Package from slackware64-current
 
I installed Slackware 14.1, 64-bit.

I noticed that slackware64-current has a more recent hplip package (available at http://ftp.slackware.com/pub/slackwa...lackware64/ap/)

Can I install that package to my 14.1 version? How?

drgibbon 05-26-2016 02:20 AM

I did that on my 14.1 system (my printer needed a newer hplip). I just took the -current source directory for hplip, ran the SlackBuild, and did an upgradepkg on the package that it generates. Works nicely. You can get all the files to do that from the Slackware64-current source tree (any mirror, it's under source/ap/hplip). Btw, just installing the -current package on 14.1 didn't work for me, and I think it's better to just compile it for your system anyway.

Tonus 05-26-2016 07:02 AM

Package from slackware64-current
 
Yes, need to recompile : there're huge differences between 14.1 and actual current. Packages are build against libs that might not be included or other versions. Installing those might even break your system.

colinh2 05-30-2016 11:55 PM

Quote:

Originally Posted by tb75252 (Post 5551009)
I installed Slackware 14.1, 64-bit.

Yes, I made that mistake too :-)

Did you think 14.1 was the latest stable release, or something like that?

No, no, no. 14.1 is 2.5 years old -- my 2015 laptop couldn't run it. The latest normal version is -current. I believe it will simply get renamed to 14.2 --- soon.

Didier Spaier 05-31-2016 05:32 AM

Quote:

Originally Posted by colinh2 (Post 5553299)
Yes, I made that mistake too :-)

Did you think 14.1 was the latest stable release, or something like that?

No, no, no. 14.1 is 2.5 years old -- my 2015 laptop couldn't run it. The latest normal version is -current. I believe it will simply get renamed to 14.2 --- soon.

That your recent laptop can't run 14.1 doesn't make it obsolete for everyone. All depends on the target machine and the intended usage by the original poster, of which we know very few.

Furthermore there are cases where just upgrading the kernel or some components of the system suffice: your mileage may vary.

14.1 is the latest stable release and will stay so until 14.2 be released.

Oh, and while I am in a picky mood and before moving to do something more constructive that these comments: I don't know what is a normal version, only that -current is by definition not a stable one. Actually it is not a version at all.

Have a good day.

bassmadrigal 05-31-2016 02:24 PM

I totally agree with Didier. What follows is additional clarification on the quoted text below.

Quote:

Originally Posted by Didier Spaier (Post 5553395)
Oh, and while I am in a picky mood and before moving to do something more constructive that these comments: I don't know what is a normal version, only that -current is by definition not a stable one. Actually it is not a version at all.

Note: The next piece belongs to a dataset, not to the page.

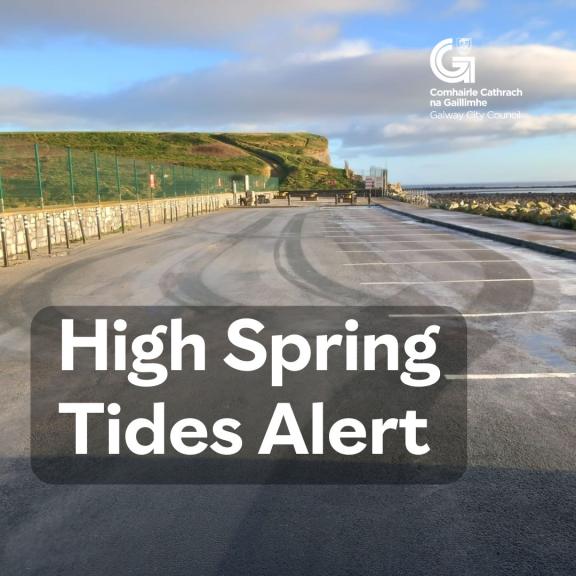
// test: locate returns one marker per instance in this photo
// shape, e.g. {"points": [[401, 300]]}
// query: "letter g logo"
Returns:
{"points": [[463, 68]]}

The issue is the label. Current is technically an unstable branch. It can (and occasionally does) break things and cause a ruckus. However, Pat and team do a ton of work to minimize those types of problems to their users, so most of those wrinkles are ironed out long before it ever reaches the mirrors. This causes a lot of users to throw the "stable" label around regarding -current. And most of the time, they're right. It tends to be stable... until it isn't.

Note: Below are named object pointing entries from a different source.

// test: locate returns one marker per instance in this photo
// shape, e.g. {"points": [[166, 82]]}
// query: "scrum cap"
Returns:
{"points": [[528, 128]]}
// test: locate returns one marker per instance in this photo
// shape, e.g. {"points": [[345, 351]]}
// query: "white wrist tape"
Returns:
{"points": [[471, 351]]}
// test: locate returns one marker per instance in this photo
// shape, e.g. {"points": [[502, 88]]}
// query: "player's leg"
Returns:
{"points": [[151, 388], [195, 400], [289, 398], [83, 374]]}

The official stable releases with Slackware (currently the latest being 14.1) prevent changing things that will impact the whole OS, like upgrading a library that has it fingers in a lot of programs, like the switch from libjpeg-v8a to libjpeg-turbo. When things like that are updated, Pat and team need to recompile a lot of packages that rely on that. Then, when all of those are pushed out to the mirrors, it will break all your 3rd party packages that rely on that. Those types of things happen semi-frequently on -current (until you get towards the end of the development cycle, like we are right now). They won't happen in an actual stable release.

Unfortunately, with the long period between 14.1 and the soon to be released 14.2, many users have needed to go to -current to properly support their hardware, me included. But, even if -current usually runs without issues, it should NOT be considered a stable release. Once it has been put through enough checks and passes them, Pat will release it as the next stable, 14.2. Until then, -current should be considered potentially unstable, even if it runs well right now.